Erik Prince gets his guests to the runway seconds before the turboprop's approach. The financiers hop out of his black Chevy Suburban and gawk as the pilots drop a pair of packages that float to within feet of their target – just as they might on a mission for Blackwater Worldwide in the Afghan backcountry.
His audience is captivated by the show, but the Blackwater founder and CEO focuses on a seemingly minor detail: the parachutes.
“They're made out of the same stuff sandbags are made out of,” Prince tells the group in hurried, staccato sentences. “They are truly disposable. The normal parachutes you put a human out under are much more expensive. With these, you can use them, repack them. It's very cheap.”
Then it's back in the Suburban – a “sub” in Blackwater talk – as Prince speeds the investors off to their next stop on the tour of Blackwater's campus in the North Carolina swamplands. This is life at Prince's Blackwater: the glitz of business, the grit of military.
Never miss a local story.
In that mix, critics see Blackwater as a company that recklessly abuses the gears of war to make a buck.
Prince and his devoted team view themselves as a military support staff that helps the government save a buck through an obsessive commitment to identifying and fixing inefficiencies in operations and training.

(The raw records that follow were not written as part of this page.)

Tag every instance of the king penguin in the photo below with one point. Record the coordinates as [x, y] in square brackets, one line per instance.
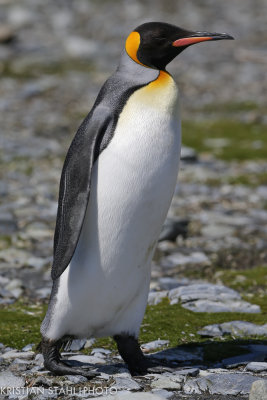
[116, 187]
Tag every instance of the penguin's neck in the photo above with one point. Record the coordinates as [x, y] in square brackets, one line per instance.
[136, 72]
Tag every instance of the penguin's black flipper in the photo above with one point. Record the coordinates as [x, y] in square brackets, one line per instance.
[75, 182]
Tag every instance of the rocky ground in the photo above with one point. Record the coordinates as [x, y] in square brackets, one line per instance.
[207, 311]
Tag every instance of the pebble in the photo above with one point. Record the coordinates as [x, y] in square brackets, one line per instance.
[126, 383]
[176, 259]
[166, 394]
[132, 396]
[75, 345]
[17, 354]
[256, 366]
[258, 390]
[224, 384]
[154, 345]
[8, 379]
[207, 297]
[222, 225]
[87, 359]
[77, 379]
[167, 383]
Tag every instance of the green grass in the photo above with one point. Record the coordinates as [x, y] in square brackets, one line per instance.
[163, 321]
[246, 141]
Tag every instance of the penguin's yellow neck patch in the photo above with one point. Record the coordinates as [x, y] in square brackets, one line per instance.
[163, 79]
[132, 46]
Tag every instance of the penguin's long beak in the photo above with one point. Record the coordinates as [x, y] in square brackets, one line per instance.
[197, 37]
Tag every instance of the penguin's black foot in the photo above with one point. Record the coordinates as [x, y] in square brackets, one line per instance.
[131, 353]
[57, 366]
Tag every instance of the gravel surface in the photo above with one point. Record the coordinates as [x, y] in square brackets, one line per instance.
[54, 56]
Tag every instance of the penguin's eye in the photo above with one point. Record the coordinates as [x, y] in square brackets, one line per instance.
[160, 39]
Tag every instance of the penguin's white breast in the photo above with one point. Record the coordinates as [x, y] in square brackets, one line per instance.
[132, 185]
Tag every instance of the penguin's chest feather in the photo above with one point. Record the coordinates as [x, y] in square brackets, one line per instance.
[132, 185]
[135, 175]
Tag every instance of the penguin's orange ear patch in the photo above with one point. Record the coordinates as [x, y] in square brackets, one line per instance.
[132, 46]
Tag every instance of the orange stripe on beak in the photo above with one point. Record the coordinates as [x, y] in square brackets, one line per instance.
[190, 40]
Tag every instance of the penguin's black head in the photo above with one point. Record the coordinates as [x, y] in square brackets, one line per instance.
[155, 44]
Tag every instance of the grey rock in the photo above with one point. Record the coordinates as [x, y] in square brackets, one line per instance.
[235, 328]
[166, 394]
[167, 283]
[75, 345]
[80, 47]
[132, 396]
[126, 383]
[217, 231]
[154, 345]
[76, 378]
[188, 372]
[188, 154]
[177, 259]
[221, 383]
[87, 359]
[89, 343]
[18, 354]
[101, 351]
[39, 359]
[258, 390]
[242, 359]
[167, 382]
[257, 366]
[180, 355]
[226, 306]
[207, 297]
[7, 379]
[155, 298]
[7, 223]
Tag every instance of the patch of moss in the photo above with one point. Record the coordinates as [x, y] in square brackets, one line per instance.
[231, 107]
[245, 141]
[20, 323]
[253, 280]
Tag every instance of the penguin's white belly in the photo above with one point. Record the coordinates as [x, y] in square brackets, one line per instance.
[104, 289]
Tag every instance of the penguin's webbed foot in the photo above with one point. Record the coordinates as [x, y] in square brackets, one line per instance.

“You can't paint with one broad brush that absolutely applies across this whole place,” Bill Mathews, the company's executive vice president, said during a recent interview with The Associated Press. “This is sort of the quintessential veteran-owned, -operated and -managed company. Almost everybody is a former U.S. serviceman.”
Their work is hardly charity. The scion of a Michigan family that made a fortune in the auto parts business, Prince is pushing his company to reach $1 billion in revenues annually by 2010. To get there, he's decided to scale back the work – private security contracting – that at first drove the company's growth but later made Blackwater one of the most caustic brand names in history.
Prince and another former Navy SEAL founded Blackwater a decade ago, sensing an opportunity to provide training for the SEALs based in nearby Virginia Beach, Va., and for law enforcement officers and others in the military.
The company only started booming after the bombing of the USS Cole and the Sept. 11 attacks, and president Gary Jackson said the government later approached Blackwater about providing private security.
But the work has also earned Blackwater a legion of detractors. The company's workers were involved in two of the defining moments of the Iraq war – the grisly slaying of four Blackwater contractors in 2004 in Fallujah, and a September 2007 shooting at a crowded Baghdad intersection that killed 17 Iraqis – trigging congressional hearings and investigations from more than a dozen federal agencies.
Prince, who for years guarded himself and his business from public scrutiny, has been more open since the Iraq shooting, allowing reporters to scope out operations and probe executives about the direction of the company – all in an attempt to save the Blackwater brand he launched a decade ago.
As part of that, the company told the AP last week, Blackwater plans to scale back its contracting work to a fraction of its business, worried that the cost of doing the work hurts the business's bottom line.
By tapping the expertise of its veterans – from ex-SEALs to former Coast Guard officers to FBI agents – Blackwater instead sees a future in using its mobility and flexibility to seek out and quickly fill other gaps that present themselves.
When Prince noticed a shortage of U.S. combat medics, he developed a school and program to train his own. They practice rescues and vehicle extractions on Blackwater's campus, and Prince is now looking for customers who want to hire medics as contractors.